Re: [Dbpedia-discussion] Problem with extracted data

Jona Christopher Sahnwaldt Tue, 23 Apr 2013 14:28:06 -0700

Hi Julien,

On 23 April 2013 23:16, Julien Plu <[email protected]> wrote:
> Ok, I finished, now I made an extractor which works like we expected :-) I
> don't think that what I did is well made but it works.


Cool!
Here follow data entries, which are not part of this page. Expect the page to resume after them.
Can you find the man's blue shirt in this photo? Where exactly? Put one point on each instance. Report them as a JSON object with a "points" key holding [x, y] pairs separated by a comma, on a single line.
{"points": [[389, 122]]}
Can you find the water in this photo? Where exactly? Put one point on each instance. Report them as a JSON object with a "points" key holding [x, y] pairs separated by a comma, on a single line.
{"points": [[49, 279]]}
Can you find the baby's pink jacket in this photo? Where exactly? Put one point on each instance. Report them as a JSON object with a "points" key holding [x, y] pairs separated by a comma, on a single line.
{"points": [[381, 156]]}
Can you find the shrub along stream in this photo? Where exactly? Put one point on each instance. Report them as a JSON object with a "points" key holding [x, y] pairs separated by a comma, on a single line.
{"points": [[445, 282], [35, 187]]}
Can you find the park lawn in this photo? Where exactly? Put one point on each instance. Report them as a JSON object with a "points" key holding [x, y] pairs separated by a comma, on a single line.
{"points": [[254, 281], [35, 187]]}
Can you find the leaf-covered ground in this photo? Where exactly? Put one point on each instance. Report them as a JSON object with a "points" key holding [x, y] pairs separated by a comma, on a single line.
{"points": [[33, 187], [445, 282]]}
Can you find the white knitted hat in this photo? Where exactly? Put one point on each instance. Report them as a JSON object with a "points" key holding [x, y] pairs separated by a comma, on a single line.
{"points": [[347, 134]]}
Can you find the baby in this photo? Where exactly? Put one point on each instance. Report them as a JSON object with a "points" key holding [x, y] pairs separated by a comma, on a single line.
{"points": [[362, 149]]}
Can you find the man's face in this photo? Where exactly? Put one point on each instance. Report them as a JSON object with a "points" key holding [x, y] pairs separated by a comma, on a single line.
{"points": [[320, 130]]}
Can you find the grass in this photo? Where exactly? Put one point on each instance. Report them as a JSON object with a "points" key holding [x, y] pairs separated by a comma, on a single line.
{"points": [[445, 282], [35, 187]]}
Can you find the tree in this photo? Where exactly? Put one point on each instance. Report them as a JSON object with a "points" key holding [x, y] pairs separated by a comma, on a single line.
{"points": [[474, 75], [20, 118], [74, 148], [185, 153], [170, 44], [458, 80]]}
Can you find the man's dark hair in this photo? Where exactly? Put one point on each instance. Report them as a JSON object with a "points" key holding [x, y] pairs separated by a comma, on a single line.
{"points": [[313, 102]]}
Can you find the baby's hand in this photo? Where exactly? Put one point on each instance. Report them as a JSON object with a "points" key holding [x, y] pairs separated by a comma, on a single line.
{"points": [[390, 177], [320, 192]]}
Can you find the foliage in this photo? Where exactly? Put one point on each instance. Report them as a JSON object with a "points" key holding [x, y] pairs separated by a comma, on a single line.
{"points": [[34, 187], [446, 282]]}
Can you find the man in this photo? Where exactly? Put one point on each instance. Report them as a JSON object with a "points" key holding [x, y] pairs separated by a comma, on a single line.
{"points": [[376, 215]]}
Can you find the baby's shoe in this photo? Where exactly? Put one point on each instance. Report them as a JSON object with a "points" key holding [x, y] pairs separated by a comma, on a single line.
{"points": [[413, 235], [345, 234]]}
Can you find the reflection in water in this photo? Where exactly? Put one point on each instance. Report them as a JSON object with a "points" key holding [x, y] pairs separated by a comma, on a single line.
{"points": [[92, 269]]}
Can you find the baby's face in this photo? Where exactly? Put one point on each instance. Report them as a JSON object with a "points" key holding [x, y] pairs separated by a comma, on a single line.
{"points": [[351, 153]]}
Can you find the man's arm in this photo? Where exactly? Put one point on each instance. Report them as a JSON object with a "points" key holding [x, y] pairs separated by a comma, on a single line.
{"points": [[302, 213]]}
You can always improve it later. :-)

>
> Anyway only one problem stay, if I put my "PopulationExtractor.scala" file
> from "mappings" folder into "fr" folder inside "mappings" folder the
> extraction configuration file fail because he doesn't find the
> "PopulationExtractor" class doesn't matter if I write
> "fr.PopulationExtractor" or
> "org.dbpedia.extraction.mappings.fr.PopulationExtractor". Any idea of what's
> going on ?

Does the package declaration in the class file include the ".fr"?
Scala is less strict than Java here.

If you send a pull request, we can have a look at your code and merge
it into the main repository, so others can run this extraction as
well.

https://github.com/dbpedia/extraction-framework/wiki/Contributing

>
> Last thing I added a dataset inside the file "DBpediaDatasets.scala" like
> that I have my own archive containing only the population informations.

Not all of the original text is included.